There isn’t a day that my Linkedin feed would not contain a VC doling out unsolicited advice to the hapless audience. Many times the serving is accompanied by a dope animated gif meme about all-caps instructions on how founders should “PLEASE STOP [insert a completely rational thing] NOW!” Sometimes this is about not hiring fundraising agents, as VCs hate middlemen (although they are middlemen themselves — between people who have money and the people who need it), sometimes is about the same old format they’ve been preaching about for the last 50 years (problemsolutionwhynowmarketsizebullshit). But, as a rule, most bits of advice include the “PLEASE STOP TALKING ABOUT YOUR PRODUCT; TELL ME HOW YOU’RE GOING TO SELL IT!!!!” shtick in all caps as if they’re tired of thousands of founders who are too dense to finally get it. (n.b.: an industry that attracts so many clients and serves so few is dysfunctional by definition).

This could certainly be one of the key reasons why VCs suck at what they do: not listening or trying to understand what the product is.

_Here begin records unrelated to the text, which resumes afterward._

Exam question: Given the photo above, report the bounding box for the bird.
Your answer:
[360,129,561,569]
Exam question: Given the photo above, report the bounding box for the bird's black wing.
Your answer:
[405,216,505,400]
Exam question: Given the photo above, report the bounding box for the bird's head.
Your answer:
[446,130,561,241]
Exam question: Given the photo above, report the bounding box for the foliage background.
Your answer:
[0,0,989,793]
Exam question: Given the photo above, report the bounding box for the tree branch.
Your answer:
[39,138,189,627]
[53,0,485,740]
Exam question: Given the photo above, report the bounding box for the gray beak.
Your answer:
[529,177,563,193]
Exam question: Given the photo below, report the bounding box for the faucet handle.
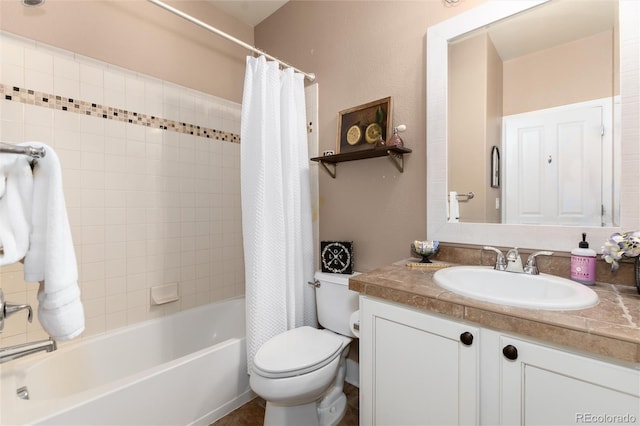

Perhaps, if they’d listen to Elizabeth Holmes talking about the product and not only how she will sell it to every CVS, they’d be able to return some money to their investors. Perhaps, if they’d listen to Adam Neumann and his bovine manure, they’d realize WeWork is a janitorial cleaning business. Perhaps, if they would listen to Scam Bankman Fried, they’d understand he’s running a distributed Ponzi scheme. But no, it’s the selling that’s important. That’s why performer-entertainer-conartist-founders are the ones who get the investment, and consequently, the VC industry generates 80% fails.

So, it would be beneficial to VCs, their success rate, and their investors’ ROIs to start listening to people around them. If an industry consistently delivers an 80% failure rate, something fundamental needs to change, so they may as well start by listening to founders talking about their products.